# Error playing a recording



## ethan (May 9, 2002)

> Error playing a recording
> The Recorder was not able to record this program because there was no video signal on the channel. You may have been trying to record on a channel that you don't receive.
> Press SELECT to continue


got this when i went to watch tonight's Studio 60 recorded off OTA. it was scheduled from 9:00 (9:01 to be exact) to 10:00 this evening. i finished watching Heroes (from the previous timeslot on the same channel) at about 10:40. that recording was complete (but for one 8-sec audio dropout about halfway in). as of 10:45, i'm getting reception without any problems.

here's the stranger part...
i checked my Recording History, and neither Heroes nor Studio 60 are listed. at all. there's no entry for them period.

my local NBC affiliate has been pretty rock-solid of late. i can't imagine that they stopped transmitting exactly at the end of one show and the beginning of another. and then off-the-air for the duration of that show? besides, that wouldn't explain the missing entries in the History.

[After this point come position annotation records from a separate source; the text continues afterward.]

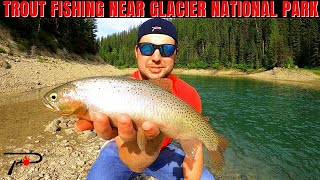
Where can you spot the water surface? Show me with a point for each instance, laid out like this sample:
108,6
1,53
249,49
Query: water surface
273,129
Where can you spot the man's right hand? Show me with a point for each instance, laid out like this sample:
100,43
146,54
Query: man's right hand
125,129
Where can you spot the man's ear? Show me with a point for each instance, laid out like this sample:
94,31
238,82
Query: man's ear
136,50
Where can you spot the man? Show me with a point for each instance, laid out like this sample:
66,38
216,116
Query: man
121,158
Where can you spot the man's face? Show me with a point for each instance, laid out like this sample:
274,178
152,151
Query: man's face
155,66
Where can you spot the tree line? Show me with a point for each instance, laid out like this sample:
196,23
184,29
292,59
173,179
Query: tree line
243,43
75,34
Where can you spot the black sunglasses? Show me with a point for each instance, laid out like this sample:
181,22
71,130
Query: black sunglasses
166,50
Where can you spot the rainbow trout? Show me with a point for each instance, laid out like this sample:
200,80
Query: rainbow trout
141,100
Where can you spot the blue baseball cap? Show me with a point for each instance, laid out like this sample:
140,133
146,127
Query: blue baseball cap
158,26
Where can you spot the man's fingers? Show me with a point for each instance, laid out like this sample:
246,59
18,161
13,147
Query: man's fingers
82,125
125,128
102,126
151,130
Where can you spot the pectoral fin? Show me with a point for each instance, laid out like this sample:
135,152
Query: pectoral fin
141,139
190,147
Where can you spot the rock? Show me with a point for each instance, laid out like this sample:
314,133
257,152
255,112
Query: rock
4,64
64,125
88,135
69,131
53,127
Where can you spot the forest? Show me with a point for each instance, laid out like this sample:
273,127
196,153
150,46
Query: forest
242,43
74,34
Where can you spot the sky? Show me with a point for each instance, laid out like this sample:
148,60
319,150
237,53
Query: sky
107,26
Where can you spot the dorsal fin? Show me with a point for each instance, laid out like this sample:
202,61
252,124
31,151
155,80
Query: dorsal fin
164,83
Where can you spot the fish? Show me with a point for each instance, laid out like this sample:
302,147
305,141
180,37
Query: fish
142,100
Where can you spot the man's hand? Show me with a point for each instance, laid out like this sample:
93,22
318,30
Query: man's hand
125,129
125,135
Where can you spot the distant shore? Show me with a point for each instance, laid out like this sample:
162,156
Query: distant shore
29,73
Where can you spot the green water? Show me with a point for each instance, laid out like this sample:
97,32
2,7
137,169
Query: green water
273,130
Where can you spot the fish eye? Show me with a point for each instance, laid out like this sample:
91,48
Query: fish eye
54,96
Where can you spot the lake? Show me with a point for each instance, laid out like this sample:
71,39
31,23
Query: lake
273,130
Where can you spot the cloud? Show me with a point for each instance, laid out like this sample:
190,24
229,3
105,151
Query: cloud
107,26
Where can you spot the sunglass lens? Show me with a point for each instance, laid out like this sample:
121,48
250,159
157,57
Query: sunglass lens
167,50
147,49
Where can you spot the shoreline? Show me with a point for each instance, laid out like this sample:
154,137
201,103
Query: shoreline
28,74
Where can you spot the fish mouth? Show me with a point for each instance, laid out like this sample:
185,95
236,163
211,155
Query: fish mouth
49,106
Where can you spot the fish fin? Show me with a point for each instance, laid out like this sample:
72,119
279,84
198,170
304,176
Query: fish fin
216,155
164,83
141,139
190,147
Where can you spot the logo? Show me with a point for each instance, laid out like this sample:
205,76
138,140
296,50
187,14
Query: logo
25,160
156,28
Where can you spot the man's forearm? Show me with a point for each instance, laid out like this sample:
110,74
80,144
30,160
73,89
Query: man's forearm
134,158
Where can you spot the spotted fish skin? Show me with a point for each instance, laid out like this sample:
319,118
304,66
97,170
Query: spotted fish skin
142,100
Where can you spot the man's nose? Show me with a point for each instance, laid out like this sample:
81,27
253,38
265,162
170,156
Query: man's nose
156,57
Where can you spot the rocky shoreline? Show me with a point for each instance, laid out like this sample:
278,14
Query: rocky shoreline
69,155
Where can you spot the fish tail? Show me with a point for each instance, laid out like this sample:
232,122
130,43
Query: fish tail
216,155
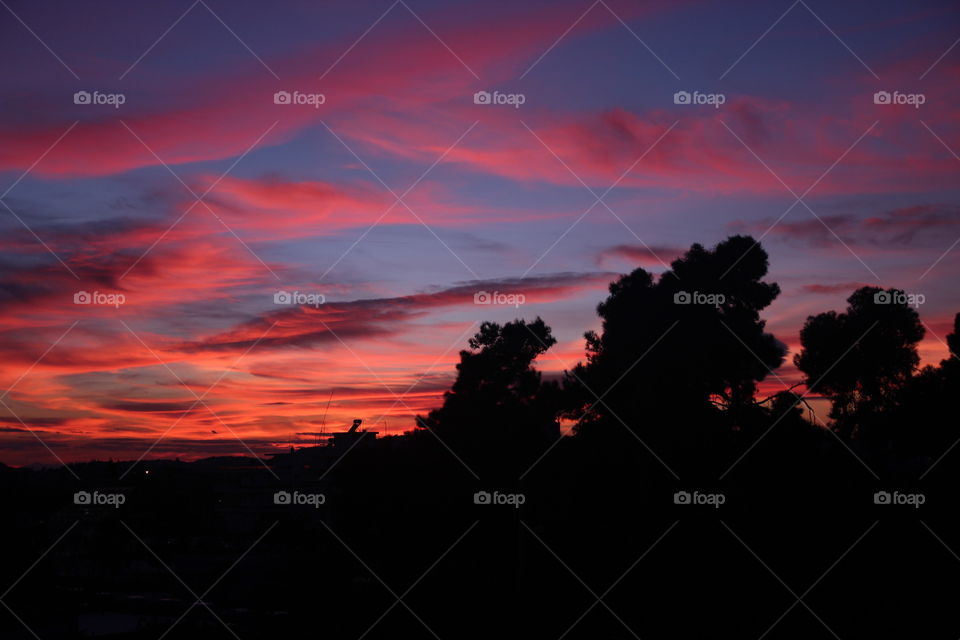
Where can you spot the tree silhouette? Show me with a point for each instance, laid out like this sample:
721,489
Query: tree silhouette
861,358
498,400
679,346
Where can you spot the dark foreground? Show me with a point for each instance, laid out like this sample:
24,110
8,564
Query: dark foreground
791,543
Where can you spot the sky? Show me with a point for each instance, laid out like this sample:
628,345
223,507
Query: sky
228,227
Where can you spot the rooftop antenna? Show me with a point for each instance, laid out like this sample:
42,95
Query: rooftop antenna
323,425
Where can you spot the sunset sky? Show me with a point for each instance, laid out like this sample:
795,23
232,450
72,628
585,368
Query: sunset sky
398,198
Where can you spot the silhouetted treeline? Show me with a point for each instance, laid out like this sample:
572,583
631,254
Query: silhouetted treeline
682,506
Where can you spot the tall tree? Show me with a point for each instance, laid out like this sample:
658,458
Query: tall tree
863,357
498,397
681,344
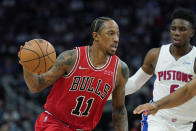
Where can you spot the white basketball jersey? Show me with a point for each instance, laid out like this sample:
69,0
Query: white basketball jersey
171,74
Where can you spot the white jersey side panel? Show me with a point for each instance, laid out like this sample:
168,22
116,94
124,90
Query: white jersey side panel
171,74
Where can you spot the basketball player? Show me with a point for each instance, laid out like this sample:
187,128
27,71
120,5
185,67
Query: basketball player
174,66
177,98
83,79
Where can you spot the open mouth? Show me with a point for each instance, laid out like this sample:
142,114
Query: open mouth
176,41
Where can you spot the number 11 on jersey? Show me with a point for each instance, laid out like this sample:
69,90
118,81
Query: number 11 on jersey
77,110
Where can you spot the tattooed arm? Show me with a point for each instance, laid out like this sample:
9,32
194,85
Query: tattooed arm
119,112
63,65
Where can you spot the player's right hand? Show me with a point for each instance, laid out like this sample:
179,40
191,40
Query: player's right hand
19,54
147,109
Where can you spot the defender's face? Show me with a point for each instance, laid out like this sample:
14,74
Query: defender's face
181,32
108,37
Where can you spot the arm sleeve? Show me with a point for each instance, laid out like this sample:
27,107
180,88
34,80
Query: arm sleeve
135,82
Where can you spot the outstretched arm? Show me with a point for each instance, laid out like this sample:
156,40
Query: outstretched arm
177,98
63,65
119,112
136,81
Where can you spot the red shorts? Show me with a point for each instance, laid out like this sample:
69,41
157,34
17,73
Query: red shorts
47,122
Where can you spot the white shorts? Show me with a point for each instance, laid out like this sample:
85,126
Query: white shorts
158,123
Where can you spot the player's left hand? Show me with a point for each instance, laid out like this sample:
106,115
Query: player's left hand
147,109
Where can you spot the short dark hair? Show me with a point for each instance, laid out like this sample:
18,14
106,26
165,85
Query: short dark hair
96,25
185,14
98,22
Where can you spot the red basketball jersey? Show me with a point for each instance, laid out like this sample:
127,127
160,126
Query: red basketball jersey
79,97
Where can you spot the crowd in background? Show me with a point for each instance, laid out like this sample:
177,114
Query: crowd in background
144,24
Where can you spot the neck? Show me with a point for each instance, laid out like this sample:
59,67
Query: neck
97,57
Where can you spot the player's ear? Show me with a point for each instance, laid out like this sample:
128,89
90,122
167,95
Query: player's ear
192,32
94,34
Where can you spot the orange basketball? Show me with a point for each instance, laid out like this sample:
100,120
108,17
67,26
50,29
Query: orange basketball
37,56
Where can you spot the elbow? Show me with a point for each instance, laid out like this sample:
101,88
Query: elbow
35,90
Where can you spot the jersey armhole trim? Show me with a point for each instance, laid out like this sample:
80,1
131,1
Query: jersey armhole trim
75,65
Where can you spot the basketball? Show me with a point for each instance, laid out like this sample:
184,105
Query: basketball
37,56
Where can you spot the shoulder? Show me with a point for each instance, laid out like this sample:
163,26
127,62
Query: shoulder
123,72
67,59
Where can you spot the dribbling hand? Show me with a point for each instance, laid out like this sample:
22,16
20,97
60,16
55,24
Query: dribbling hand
19,54
147,109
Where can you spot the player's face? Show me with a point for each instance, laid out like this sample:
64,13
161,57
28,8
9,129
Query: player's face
108,37
181,32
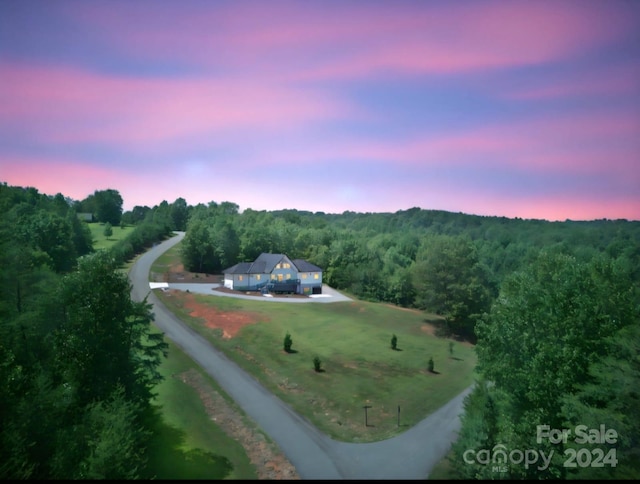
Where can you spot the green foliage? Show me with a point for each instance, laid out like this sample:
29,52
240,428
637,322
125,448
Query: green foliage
450,281
544,347
288,342
107,206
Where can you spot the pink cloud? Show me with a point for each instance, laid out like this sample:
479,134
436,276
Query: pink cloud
617,80
73,178
70,105
290,40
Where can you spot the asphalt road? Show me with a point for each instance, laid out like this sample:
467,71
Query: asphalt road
410,455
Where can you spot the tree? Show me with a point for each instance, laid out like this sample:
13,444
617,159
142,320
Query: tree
105,338
558,313
450,281
108,206
179,213
288,342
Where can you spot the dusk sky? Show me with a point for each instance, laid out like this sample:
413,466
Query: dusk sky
525,109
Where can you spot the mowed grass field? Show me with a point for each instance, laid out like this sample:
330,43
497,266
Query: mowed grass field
353,341
186,443
100,241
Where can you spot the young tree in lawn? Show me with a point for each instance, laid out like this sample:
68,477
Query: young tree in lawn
430,365
287,342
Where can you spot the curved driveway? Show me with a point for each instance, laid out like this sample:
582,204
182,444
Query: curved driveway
410,455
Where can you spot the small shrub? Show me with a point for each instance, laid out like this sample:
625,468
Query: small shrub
287,342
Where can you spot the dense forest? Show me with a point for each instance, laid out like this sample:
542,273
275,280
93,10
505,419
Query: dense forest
78,362
552,307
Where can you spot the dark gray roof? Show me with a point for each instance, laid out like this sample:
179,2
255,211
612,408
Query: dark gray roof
265,263
304,266
239,268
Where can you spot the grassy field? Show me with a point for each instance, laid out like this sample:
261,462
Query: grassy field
100,241
187,444
352,339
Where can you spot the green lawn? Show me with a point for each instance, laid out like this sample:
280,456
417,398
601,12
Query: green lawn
352,340
102,242
186,442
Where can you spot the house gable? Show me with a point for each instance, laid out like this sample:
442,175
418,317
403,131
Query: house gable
274,272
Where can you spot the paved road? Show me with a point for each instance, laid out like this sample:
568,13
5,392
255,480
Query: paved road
410,455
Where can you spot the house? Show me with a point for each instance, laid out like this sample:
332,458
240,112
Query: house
274,273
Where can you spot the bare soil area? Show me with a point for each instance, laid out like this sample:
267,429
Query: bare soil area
229,322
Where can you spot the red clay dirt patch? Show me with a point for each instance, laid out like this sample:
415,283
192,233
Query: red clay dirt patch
230,322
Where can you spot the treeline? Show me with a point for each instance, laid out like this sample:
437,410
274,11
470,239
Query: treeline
78,360
554,308
448,263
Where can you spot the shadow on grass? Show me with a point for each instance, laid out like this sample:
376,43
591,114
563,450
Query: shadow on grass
166,458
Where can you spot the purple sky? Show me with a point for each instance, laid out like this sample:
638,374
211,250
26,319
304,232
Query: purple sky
517,109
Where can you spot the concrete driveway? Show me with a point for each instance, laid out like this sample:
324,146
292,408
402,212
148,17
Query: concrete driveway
328,294
410,455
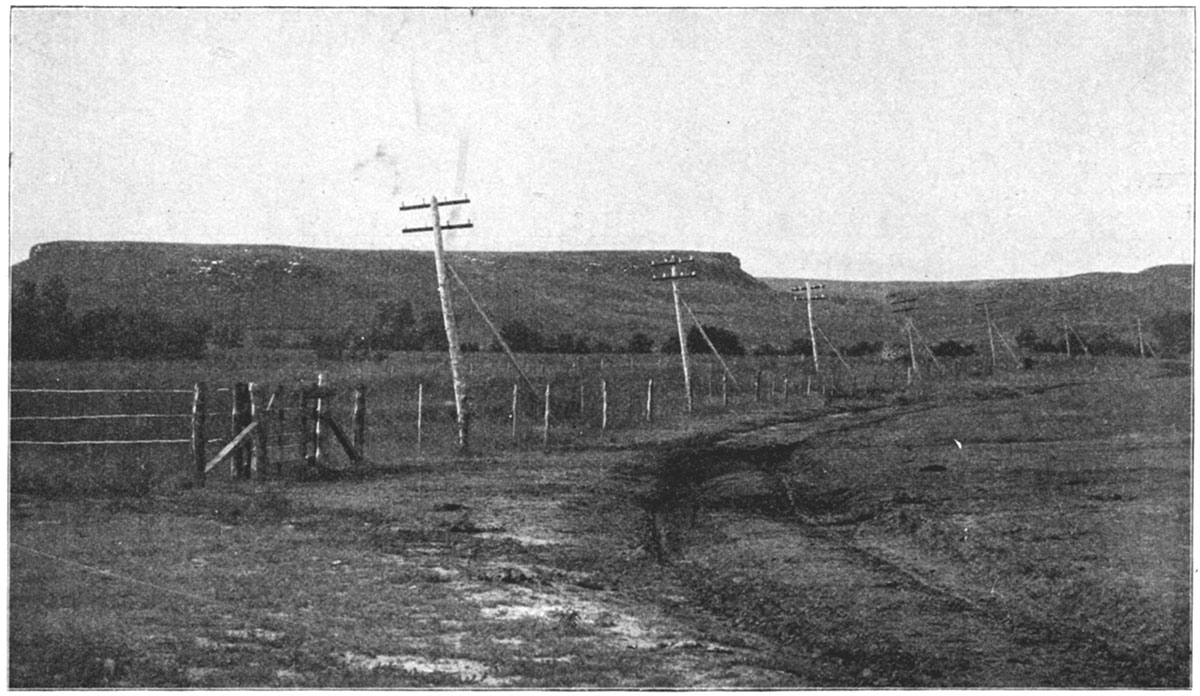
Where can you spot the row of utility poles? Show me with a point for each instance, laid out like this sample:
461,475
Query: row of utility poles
676,269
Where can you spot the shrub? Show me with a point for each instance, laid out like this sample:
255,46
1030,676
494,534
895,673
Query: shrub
642,343
863,348
522,337
726,342
953,349
1174,331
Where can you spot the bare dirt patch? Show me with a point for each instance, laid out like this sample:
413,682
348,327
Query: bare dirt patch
1017,538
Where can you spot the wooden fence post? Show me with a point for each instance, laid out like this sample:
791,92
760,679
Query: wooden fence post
420,412
649,400
280,413
258,453
515,388
199,439
604,403
545,425
303,420
360,420
239,463
318,431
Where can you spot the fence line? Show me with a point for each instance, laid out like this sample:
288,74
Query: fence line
100,417
101,390
100,442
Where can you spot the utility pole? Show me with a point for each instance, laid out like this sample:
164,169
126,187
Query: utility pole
675,275
455,347
809,299
1067,329
903,305
991,340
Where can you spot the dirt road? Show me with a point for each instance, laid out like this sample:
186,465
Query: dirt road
994,538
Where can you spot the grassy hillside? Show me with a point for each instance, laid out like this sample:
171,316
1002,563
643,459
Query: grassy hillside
600,294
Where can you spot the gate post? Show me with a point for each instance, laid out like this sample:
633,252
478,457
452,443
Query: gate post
199,406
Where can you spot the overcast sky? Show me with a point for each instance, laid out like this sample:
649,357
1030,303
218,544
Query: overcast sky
855,144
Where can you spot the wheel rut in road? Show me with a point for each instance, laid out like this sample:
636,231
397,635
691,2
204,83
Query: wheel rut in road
723,514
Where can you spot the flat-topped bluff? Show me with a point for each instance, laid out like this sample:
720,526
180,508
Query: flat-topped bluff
600,294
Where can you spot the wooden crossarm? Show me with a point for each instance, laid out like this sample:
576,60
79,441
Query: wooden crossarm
233,444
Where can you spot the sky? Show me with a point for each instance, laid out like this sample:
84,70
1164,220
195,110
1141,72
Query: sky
851,144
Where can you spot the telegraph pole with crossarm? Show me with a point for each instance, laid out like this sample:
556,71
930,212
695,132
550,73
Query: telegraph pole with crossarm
808,300
456,373
675,275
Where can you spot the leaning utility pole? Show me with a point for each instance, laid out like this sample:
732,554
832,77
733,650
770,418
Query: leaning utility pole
675,276
809,299
460,384
904,304
991,340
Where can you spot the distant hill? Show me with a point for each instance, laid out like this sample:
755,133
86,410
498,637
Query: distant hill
606,295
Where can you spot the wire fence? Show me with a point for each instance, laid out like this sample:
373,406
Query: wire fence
573,401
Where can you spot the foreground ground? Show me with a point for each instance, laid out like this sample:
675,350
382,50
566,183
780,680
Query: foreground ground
997,535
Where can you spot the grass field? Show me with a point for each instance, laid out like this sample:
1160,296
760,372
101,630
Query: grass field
1017,529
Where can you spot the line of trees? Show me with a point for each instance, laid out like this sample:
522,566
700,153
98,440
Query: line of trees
43,328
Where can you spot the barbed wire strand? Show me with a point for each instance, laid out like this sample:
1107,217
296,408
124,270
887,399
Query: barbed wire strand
101,417
79,443
101,390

has anybody else seen similar symptoms?


----------



## newsposter (Aug 18, 2002)

yes got that a few times since 6.3

no video signal...nuts..simply not true..rarely do i have a totally missed show. I'll have a ton of pixels for at least a few min even if ota is shot


----------



## dmward81 (Aug 27, 2005)

ethan said:


> here's the stranger part...
> i checked my Recording History, and neither Heroes nor Studio 60 are listed. at all. there's no entry for them period.


Never seen that error message. However, the recording history only lists programs that didn't record, won't record, or were deleted, so if the program shows up on your now showing list, it shouldn't be in the recording history. I've had now showing entries with a 0:00 duration because there was no signal and they don't show up in the recording history even though there is nothing to watch.


----------



## juanian (Oct 2, 2002)

I have had that "no video signal" message occur a few times, and I am using the RCA jacks as input, so it is not a TiVo Tuner tuning issue (since the tuning is being done by the digital cable box). When a show starts recording on the TiVo going through the cable box, I see about a second of the previous channel, then I see the channel numbers being entered for the new channel, and then I see the cable box banner showing the newly chosen channel and program name. So, I should *never* have a totally empty recording. (I could probably find some setting on the cable box to turn the banner off, but I haven't looked into that yet.)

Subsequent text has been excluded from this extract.